Highlights & Insights¶
- Engineering design of turn segmentation: The approach of repeated GPT segmentation with majority voting and clustering is highly practical, converting uncertain full-duplex audio streams into deterministic discrete turns. This methodology is transferable to any scenario requiring the extraction of structured events from continuous interactions.
- Elegance of the context consistency strategy: Filling historical turns with ground-truth speech to eliminate error accumulation essentially evaluates "single-turn capability under ideal conditions" rather than true multi-round accumulated performance. This is a reasonable trade-off given the current state of model development.
- Comprehensiveness of the four-dimensional framework: This work is the first to incorporate instruction following and safety into full-duplex evaluation. The research question of "safety under multi-round interruption" is particularly forward-looking.
Limitations & Future Work¶
- Only two open-source FD-SLMs (Moshi and Freeze-Omni) are evaluated; the limited sample size makes it difficult to draw generalizable conclusions.
- While the context consistency strategy ensures evaluation reliability, it does not capture model behavior under realistic multi-round error accumulation.
- Synthetic data for conversational characteristics are generated by GPT-4o and may not fully reflect authentic conversational patterns.
- Safety evaluation relies solely on known harmful queries from AdvBench, providing insufficient coverage of more sophisticated jailbreak attacks.

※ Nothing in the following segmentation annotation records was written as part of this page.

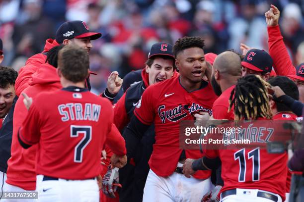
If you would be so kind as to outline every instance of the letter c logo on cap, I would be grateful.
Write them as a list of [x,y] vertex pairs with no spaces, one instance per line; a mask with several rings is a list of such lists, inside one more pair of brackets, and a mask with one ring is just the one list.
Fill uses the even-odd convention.
[[252,57],[254,56],[254,55],[255,55],[255,52],[250,52],[248,54],[248,56],[247,56],[247,60],[252,60]]
[[302,65],[299,69],[299,74],[304,74],[304,65]]
[[167,51],[167,47],[168,45],[167,44],[162,44],[160,46],[160,50],[161,51]]

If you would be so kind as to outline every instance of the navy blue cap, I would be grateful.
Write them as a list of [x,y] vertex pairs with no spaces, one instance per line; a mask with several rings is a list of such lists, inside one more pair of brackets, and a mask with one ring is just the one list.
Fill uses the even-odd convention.
[[304,62],[299,65],[299,66],[296,68],[296,73],[295,75],[287,76],[293,79],[304,81]]
[[174,55],[172,51],[172,49],[173,47],[170,44],[163,42],[154,44],[151,47],[151,50],[148,55],[148,59],[157,55],[167,55],[173,57],[174,59]]
[[143,78],[142,77],[142,69],[139,69],[136,71],[132,71],[132,72],[129,72],[125,76],[123,79],[124,81],[122,84],[122,89],[124,93],[125,93],[130,86],[143,80]]
[[91,40],[94,40],[101,36],[101,33],[90,32],[84,22],[75,20],[61,25],[56,32],[56,39],[59,44],[62,44],[65,39],[89,37]]
[[272,69],[272,58],[266,51],[251,49],[247,52],[241,62],[242,66],[258,72],[270,72]]
[[3,53],[3,44],[2,43],[2,40],[0,39],[0,54]]

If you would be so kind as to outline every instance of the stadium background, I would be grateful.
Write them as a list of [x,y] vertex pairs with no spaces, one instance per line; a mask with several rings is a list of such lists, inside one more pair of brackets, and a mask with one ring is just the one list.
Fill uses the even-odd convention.
[[205,53],[239,45],[268,50],[265,12],[281,12],[280,24],[294,65],[304,61],[303,0],[0,0],[2,65],[18,71],[40,52],[48,38],[67,20],[80,20],[102,37],[92,41],[92,91],[103,92],[110,72],[121,77],[143,68],[152,44],[172,44],[184,36],[205,40]]

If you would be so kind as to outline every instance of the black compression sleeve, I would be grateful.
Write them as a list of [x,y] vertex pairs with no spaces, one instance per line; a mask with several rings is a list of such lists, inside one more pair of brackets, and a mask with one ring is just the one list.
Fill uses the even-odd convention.
[[123,137],[126,141],[127,156],[128,160],[130,159],[130,157],[132,156],[134,151],[149,126],[149,125],[142,123],[136,116],[133,116],[131,118],[123,134]]
[[216,170],[221,165],[221,160],[220,158],[208,158],[204,156],[193,161],[192,165],[192,170]]
[[222,179],[222,163],[216,170],[217,182],[216,185],[224,186],[224,181]]

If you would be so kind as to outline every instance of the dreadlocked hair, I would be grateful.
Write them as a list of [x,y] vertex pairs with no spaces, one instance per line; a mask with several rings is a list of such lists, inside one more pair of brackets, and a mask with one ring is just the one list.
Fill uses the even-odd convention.
[[57,68],[58,66],[58,52],[64,46],[64,45],[57,46],[49,50],[47,54],[46,62],[48,62],[55,68]]
[[204,40],[197,37],[184,37],[179,38],[173,48],[173,53],[175,58],[177,54],[185,49],[190,48],[197,47],[203,49],[205,44]]
[[234,105],[234,119],[272,118],[266,90],[268,84],[256,75],[249,75],[237,80],[230,95],[228,109],[230,111]]

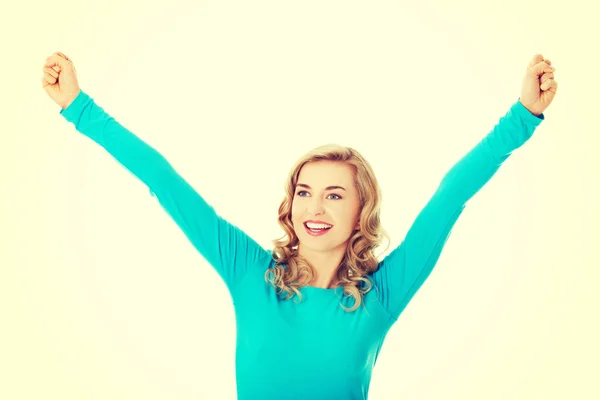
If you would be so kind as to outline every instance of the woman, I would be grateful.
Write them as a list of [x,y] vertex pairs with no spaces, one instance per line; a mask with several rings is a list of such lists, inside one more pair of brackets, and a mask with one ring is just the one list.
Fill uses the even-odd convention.
[[366,399],[385,336],[431,273],[466,202],[544,119],[554,68],[536,55],[521,96],[442,179],[402,243],[381,262],[380,191],[354,149],[309,152],[286,183],[286,235],[265,250],[221,218],[156,150],[81,91],[54,53],[42,85],[61,115],[146,184],[234,301],[240,399]]

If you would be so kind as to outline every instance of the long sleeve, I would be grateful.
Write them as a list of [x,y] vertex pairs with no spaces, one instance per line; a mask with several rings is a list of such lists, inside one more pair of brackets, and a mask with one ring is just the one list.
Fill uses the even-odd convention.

- Future work could incorporate additional FD-SLMs and explore how benchmark signals can be leveraged during training to improve multi-round consistency.
Related Work & Insights¶
- vs. Full-Duplex-Bench: Supports only single-turn evaluation without round-by-round analysis; MTR-DuplexBench comprehensively surpasses it in multi-round support and evaluation dimensions.
- vs. FD-Bench: Supports up to five turns but focuses exclusively on interruption scenarios and does not enable round-by-round evaluation.
- vs. Talking Turns: Requires real human–model interaction for data collection, limiting scalability; MTR-DuplexBench employs an automated pipeline with better reproducibility.
Rating¶
- Novelty: ⭐⭐⭐⭐ — First full-duplex benchmark supporting round-by-round multi-turn evaluation and four-dimensional comprehensive assessment; the turn segmentation method is innovative.
- Experimental Thoroughness: ⭐⭐⭐ — Only two genuine FD-SLMs are available for evaluation; experimental scale is constrained by model availability.
- Writing Quality: ⭐⭐⭐⭐ — Problem formulation is clear and method description is thorough.
- Value: ⭐⭐⭐⭐ — Fills a gap in multi-round evaluation for FD-SLMs and contributes significantly to advancing full-duplex spoken dialogue research.